THE Sri Lankan government appears on target to release by the end of January 2010 the 136,000 Tamil refugees it still holds in military-run camps. Perhaps in response to UN pressure, it announced Saturday that from now on, people will be able to leave the camps for a few days to visit friends and relatives but must then return to detention.
This presumably signals the fact that the authorities have completed the screening of the camp populations to weed out Tamil Tiger fighters from their midst. Some 10,000 insurgents have reportedly been identified and taken away. It is as yet unclear what has happened to many of them. The government has refused access to the camps, even to opposition politicians, let alone international aid bodies and press and media. Therefore there is no way to confirm or deny dark tales emerging from the camps, which include raids by paramilitary forces.
The new EU lineup
Herman van Rompuy and Baroness Ashton, the new president and high representative respectively of EU should not be dismissed as boring failures before they have even begun, said The Independent in an editorial on Friday. Excerpts:.

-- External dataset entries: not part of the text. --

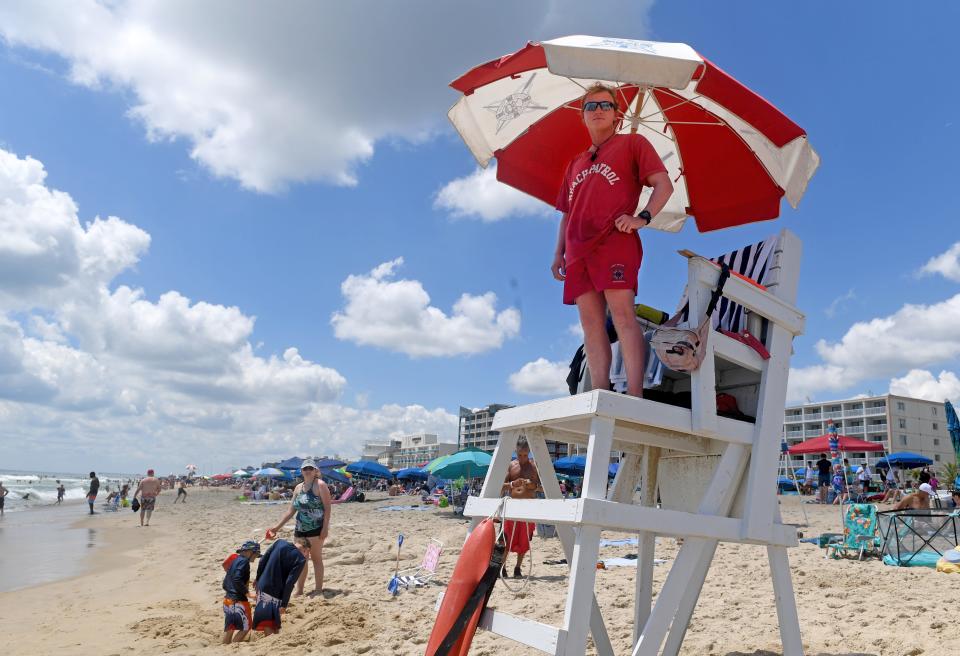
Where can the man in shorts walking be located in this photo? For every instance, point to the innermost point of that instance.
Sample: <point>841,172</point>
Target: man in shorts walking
<point>824,469</point>
<point>93,491</point>
<point>149,490</point>
<point>598,251</point>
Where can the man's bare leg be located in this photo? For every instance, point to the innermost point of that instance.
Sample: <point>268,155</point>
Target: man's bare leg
<point>316,555</point>
<point>593,319</point>
<point>632,342</point>
<point>301,581</point>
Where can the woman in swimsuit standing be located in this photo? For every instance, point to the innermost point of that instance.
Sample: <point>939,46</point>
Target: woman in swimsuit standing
<point>311,505</point>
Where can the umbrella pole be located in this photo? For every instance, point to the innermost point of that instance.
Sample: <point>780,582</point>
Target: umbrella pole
<point>635,119</point>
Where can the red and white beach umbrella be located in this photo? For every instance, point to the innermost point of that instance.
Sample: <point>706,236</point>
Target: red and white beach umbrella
<point>731,154</point>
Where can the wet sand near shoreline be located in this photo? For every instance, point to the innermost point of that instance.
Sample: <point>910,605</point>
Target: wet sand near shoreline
<point>157,590</point>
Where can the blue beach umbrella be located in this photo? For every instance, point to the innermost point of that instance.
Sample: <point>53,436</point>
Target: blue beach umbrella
<point>571,465</point>
<point>953,427</point>
<point>370,469</point>
<point>468,463</point>
<point>329,463</point>
<point>290,463</point>
<point>334,475</point>
<point>272,472</point>
<point>904,460</point>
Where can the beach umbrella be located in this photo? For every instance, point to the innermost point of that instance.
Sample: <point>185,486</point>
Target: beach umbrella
<point>468,463</point>
<point>953,427</point>
<point>904,460</point>
<point>329,463</point>
<point>369,469</point>
<point>731,154</point>
<point>412,473</point>
<point>334,475</point>
<point>571,465</point>
<point>272,472</point>
<point>290,463</point>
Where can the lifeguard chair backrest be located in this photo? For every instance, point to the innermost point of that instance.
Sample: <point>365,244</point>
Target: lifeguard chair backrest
<point>683,480</point>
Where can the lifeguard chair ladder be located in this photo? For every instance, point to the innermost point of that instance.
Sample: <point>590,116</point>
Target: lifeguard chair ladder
<point>738,505</point>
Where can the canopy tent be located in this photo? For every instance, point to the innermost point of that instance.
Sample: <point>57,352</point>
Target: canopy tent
<point>904,460</point>
<point>290,463</point>
<point>846,443</point>
<point>467,463</point>
<point>369,469</point>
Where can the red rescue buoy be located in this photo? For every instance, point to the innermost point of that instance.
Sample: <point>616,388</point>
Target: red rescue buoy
<point>470,569</point>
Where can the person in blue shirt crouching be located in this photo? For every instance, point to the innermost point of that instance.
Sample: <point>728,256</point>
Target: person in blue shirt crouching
<point>277,573</point>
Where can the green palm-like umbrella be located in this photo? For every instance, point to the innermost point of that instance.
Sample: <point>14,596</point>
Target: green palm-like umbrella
<point>468,463</point>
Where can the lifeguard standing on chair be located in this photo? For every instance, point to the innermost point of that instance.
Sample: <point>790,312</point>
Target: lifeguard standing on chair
<point>598,250</point>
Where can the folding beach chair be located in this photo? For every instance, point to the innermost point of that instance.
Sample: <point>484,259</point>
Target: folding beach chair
<point>421,575</point>
<point>860,532</point>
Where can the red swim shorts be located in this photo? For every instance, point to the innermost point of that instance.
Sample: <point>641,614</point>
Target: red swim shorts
<point>517,535</point>
<point>614,264</point>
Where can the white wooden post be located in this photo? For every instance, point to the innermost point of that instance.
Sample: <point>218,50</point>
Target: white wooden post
<point>703,382</point>
<point>551,489</point>
<point>784,598</point>
<point>646,544</point>
<point>690,568</point>
<point>497,472</point>
<point>586,548</point>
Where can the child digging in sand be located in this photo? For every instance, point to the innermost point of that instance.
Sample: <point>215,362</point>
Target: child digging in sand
<point>237,618</point>
<point>277,573</point>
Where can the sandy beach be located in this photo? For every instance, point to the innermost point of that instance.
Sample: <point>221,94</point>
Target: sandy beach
<point>157,590</point>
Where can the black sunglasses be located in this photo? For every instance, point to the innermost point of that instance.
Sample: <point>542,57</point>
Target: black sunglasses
<point>594,105</point>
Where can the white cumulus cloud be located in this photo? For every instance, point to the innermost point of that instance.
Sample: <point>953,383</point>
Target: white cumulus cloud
<point>88,367</point>
<point>915,336</point>
<point>480,195</point>
<point>273,94</point>
<point>541,377</point>
<point>397,315</point>
<point>922,384</point>
<point>946,264</point>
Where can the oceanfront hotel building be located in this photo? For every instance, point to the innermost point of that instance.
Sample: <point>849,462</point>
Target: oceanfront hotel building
<point>900,423</point>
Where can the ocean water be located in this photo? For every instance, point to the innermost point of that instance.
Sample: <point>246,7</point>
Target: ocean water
<point>30,489</point>
<point>38,540</point>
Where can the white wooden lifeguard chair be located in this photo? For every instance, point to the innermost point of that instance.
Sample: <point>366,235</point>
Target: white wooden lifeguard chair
<point>737,459</point>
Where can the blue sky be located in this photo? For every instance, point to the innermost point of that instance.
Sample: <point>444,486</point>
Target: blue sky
<point>261,161</point>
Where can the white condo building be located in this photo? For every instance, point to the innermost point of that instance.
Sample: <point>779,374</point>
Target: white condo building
<point>419,448</point>
<point>900,423</point>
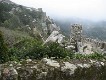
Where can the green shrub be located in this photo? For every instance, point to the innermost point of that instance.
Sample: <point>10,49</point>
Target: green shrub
<point>3,50</point>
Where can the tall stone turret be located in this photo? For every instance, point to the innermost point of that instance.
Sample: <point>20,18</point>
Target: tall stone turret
<point>76,35</point>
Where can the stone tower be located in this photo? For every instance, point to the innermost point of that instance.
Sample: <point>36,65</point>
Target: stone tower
<point>76,35</point>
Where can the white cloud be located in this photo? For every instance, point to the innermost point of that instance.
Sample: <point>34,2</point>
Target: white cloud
<point>89,9</point>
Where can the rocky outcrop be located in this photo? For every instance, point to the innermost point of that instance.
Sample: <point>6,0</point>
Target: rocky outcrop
<point>49,69</point>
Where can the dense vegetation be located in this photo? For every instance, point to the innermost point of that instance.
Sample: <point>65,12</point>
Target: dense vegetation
<point>17,43</point>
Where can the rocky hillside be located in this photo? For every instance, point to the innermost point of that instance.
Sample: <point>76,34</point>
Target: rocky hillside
<point>49,69</point>
<point>24,19</point>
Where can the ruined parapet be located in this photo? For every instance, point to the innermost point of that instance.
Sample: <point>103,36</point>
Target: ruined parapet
<point>76,35</point>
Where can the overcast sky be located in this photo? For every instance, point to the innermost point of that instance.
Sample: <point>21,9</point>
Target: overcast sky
<point>87,9</point>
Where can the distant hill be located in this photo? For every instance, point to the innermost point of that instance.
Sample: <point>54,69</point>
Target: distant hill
<point>90,28</point>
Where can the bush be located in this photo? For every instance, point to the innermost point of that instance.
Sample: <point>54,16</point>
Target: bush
<point>3,50</point>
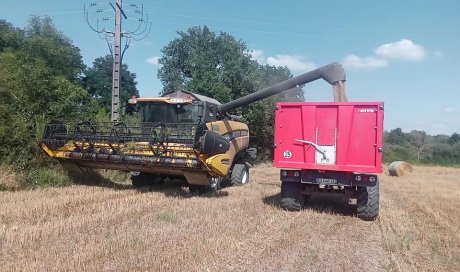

There was a lot wrong with how the European Union selected its new leaders, and the two individuals chosen as the faces and voices of Europe may have their defects. But there was not nearly as much wrong with either process or individuals as that very British convergence of Euroskeptics and Euro-idealists would have us believe.
The EU, still a work in progress, is at a particular point in its evolution. The Lisbon Treaty is finally coming into force, after a rocky few years that included a rejected constitution, a repeat Irish referendum and a hold-out Czech president. The new president and high representative provide a belated answer to the question supposedly posed by Henry Kissinger. Europe now has two phone numbers, which is a considerable improvement on 27. Nor was the selection process as much of an embarrassment as might have been feared. At the Euroskeptic end of the wish list might have been a dinner that extended into breakfast, then lunch, culminating in a public row from which the national leaders angrily went their separate ways. At the Euro-ideal end of the wish list might have been a formal shortlist, followed by a hustings televised live Europe-wide, followed by a pan-European secret ballot next day. To be blunt about it, this was never an option. Some variant of the Euro-ideal option might be feasible in future, with Europe’s voters becoming directly involved — but not this time. This time the priority was to reach a consensus as smoothly as possible to get the post-Lisbon show on the road. And, despite forecasts of a long weekend, this is what the 27 managed to do — almost before the first course was over.
Nor was the process quite as undemocratic as Euro-idealists might claim. The fact is that the EU is in a bind here. Hold a direct, Europe-wide election, and the principle of national sovereignty is not just eroded, but negated. Publish a shortlist for the top job and a national leader who is in contention risks being accused by his (or her) own voters of betrayal. EU democracy is not as simple as it looks.
The need to stop any diehard Tamil Tigers from returning to the Tamil north of the island to seek to reignite the fires of rebellion is understandable. Nevertheless its information clamp down on the camps has made the government vulnerable to all sorts of claims of ill treatment. It also may have done little to advance the cause of reconciliation between the Tamil and majority Singhalese communities.
The government also claimed that Tamils could not return to the former conflict areas until around one and a half million mines had been removed. It is not clear how far this operation has got. Nor unfortunately is there yet much evidence of the “Northern Spring” redevelopment project that Colombo announced to rebuild shattered Tamil communities.
The unfortunate truth is that President Mahinda Rajapaksa’s cash-strapped administration is hard-pressed to fund such a multimillion-dollar exercise. Further pressure on the public purse is unlikely as the president seeks to produce electoral sweeteners ahead of next spring’s expected presidential election. His likely challenger is Gen. Sarath Fonseka, Sri Lanka’s former top commander and architect of the Tigers’ final defeat. Fonseka resigned because he complained Rajapaksa had not accorded the military and himself sufficient credit for the victory. The general now says he plans to fight for democracy and human rights and the two opposition parties, the free market United National Party and the Marxist Janatha Vimukthi Peremuna are reportedly eager to adopt him as their joint candidate. Fonseka is said to be waiting for the president to call the election before declaring his candidacy.
This looming political hiatus must not, however, be allowed to interfere with reconciliation efforts toward the Tamils. The money for “Northern Spring” may not immediately be there but the political will simply has to be. The Tamil minority’s rebellion was rooted in years of discrimination by the Singhalese majority. After 25 years of violent Tamil Tiger indoctrination, the psychological barriers to be broken down are high. Tamils need to be welcomed back generously into the nation with a visionary hearts and minds program that unfortunately is not yet apparent. But without this, the seeds of a future awful conflict will be sown.